The limitations of this study include that all of the cases in the two groups were selected retrospectively during the same period and in a single institution, and the same surgeon performed all operations. Since this was not a randomized controlled study, there could be some bias in case selection and patient characteristics. Furthermore, neither surgeon nor patient was blinded, which may influence objective pain scores and usage of analgesic agents.

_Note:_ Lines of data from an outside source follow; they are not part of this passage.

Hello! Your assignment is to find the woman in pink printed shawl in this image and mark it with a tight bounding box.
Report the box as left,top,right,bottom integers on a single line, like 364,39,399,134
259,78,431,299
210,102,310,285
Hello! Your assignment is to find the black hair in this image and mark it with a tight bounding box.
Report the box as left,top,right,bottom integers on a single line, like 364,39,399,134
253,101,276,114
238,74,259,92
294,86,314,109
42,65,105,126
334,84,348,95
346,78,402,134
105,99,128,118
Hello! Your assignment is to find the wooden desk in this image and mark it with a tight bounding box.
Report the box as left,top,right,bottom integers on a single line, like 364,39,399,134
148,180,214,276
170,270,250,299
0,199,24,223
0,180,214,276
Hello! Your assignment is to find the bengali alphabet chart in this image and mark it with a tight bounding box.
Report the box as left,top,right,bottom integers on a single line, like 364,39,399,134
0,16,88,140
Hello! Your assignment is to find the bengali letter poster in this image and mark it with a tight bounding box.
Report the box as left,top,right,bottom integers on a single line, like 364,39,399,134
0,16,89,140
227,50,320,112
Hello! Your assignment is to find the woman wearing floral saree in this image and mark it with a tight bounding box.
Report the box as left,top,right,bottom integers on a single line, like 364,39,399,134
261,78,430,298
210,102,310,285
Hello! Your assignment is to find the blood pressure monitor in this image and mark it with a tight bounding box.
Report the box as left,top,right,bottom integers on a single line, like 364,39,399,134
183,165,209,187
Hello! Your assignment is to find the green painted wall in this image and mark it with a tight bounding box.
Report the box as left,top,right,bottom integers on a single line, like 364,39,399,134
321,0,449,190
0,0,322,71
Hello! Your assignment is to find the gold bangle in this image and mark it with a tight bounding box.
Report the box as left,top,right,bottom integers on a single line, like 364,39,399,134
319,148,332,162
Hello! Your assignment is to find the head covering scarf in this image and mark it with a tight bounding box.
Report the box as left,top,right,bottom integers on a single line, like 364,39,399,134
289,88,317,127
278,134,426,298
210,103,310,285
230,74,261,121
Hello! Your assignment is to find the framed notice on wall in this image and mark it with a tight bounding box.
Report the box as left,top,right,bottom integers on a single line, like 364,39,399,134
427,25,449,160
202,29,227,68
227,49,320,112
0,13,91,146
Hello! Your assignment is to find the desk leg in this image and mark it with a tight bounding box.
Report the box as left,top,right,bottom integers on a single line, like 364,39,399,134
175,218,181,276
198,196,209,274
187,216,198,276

Once a patient knew that a novel device with lower energy delivery was used during the operation, an anticipation of less pain and better comfort could be expected, which might reduce the demand for analgesic medication. In addition, the surgeon was not blinded. There could have been more surgical precision and delicate dissection in the Plasma Blade group, because people tend to pay more attention to a new or unfamiliar device. Last, several kinds of surgical procedures were included, and the case number of each was limited. Further larger scale, randomized studies with controlled characteristics may provide more significant and reliable data about the benefit of the Plasma Blade in breast surgery.


Conclusion

PEAK Plasma Blade is a novel device that showed benefit in the reduction of postoperative pain and analgesic medication use compared to traditional electro surgery.